Adam Silver working to grow WNBA interest in young women, contemplates moving season

NBA commissioner Adam Silver is working to grow the WNBA, particularly with a younger audience. (AP Photo/David Zalubowski)
NBA commissioner Adam Silver is working to grow the WNBA, particularly with a younger audience. (AP Photo/David Zalubowski)

The WNBA is gaining traction — there’s no doubt about that.

The league averaged more than 7,700 fans per game last season, its highest number since 2011. It averaged nearly 9,600 fans in the postseason, its best since 2010. ESPN’s broadcast of the WNBA Draft earlier this month drew a combined average audience of 212,000 viewers, up 25 percent from the year before.

Yet many of the WNBA’s teams are still losing money, and that’s a problem.

NBA commissioner Adam Silver spoke about that issue and how to keep growing the league on ESPN on Friday morning. The biggest issue, he said, is the league’s image problem.

Getting young people — particularly young women — to attend games is something Silver and the WNBA have been working on. The biggest demographic who supports the league, he said, is old men who like fundamental basketball.

And in order to get the league to draw more eyes, they’re contemplating moving the season away from the summer and into a more traditional spot in the winter.

“It’s been harder to get people to come to the games,” Silver said. “It may be because the games are in the summer. One of the things we’ve talked about is do we need to shift to the so-called more natural basketball season sort of in the fall and winter?”

Sure, maybe shifting the WNBA season to the winter — when fans are already used to watching most of their basketball — would help. But the league could also fall into the shadow of the NBA, college basketball, or even the NHL. Right now, it’s only main competitor in the United States in baseball.

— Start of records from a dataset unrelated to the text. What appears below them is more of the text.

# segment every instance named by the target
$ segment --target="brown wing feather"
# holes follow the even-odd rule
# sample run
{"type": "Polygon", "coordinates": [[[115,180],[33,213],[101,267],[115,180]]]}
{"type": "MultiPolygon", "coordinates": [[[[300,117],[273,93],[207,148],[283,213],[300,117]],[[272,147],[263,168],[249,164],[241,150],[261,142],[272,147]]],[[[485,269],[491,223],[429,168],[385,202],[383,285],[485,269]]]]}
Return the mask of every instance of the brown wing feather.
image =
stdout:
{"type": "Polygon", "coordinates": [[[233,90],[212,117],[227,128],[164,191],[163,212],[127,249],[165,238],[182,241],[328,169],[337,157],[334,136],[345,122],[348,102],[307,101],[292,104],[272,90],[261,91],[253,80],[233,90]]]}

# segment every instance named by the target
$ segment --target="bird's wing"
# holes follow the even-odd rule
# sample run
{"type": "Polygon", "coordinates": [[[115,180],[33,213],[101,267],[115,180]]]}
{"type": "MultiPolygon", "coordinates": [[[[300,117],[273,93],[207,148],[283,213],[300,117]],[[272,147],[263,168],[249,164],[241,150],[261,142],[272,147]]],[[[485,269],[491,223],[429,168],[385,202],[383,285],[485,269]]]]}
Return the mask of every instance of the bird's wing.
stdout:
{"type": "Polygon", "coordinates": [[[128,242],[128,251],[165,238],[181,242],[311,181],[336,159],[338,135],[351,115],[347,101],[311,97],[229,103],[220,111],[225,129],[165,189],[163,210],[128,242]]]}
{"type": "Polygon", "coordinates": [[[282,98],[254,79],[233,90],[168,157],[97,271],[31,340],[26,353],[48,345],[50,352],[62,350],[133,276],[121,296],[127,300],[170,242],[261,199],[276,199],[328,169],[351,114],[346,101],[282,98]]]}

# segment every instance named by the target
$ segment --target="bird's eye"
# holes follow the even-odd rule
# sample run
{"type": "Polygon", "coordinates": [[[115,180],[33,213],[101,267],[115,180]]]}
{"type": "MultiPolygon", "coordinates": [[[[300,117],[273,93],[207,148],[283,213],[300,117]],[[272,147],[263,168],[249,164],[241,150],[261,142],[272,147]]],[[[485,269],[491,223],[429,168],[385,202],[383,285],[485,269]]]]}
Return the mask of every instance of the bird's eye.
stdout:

While he admits that the league has improved tremendously since it first formed 21 years ago, Silver knows they have to keep growing — and growing with the right audience — if the WNBA is going to keep trending up.

“It’s amazing where the league now is from over 20 years ago when it launched, but we still have a marketing problem,” Silver said. “We have to figure it out. We have to figure out how to do a better job connecting to young people and get them interested in women’s basketball.”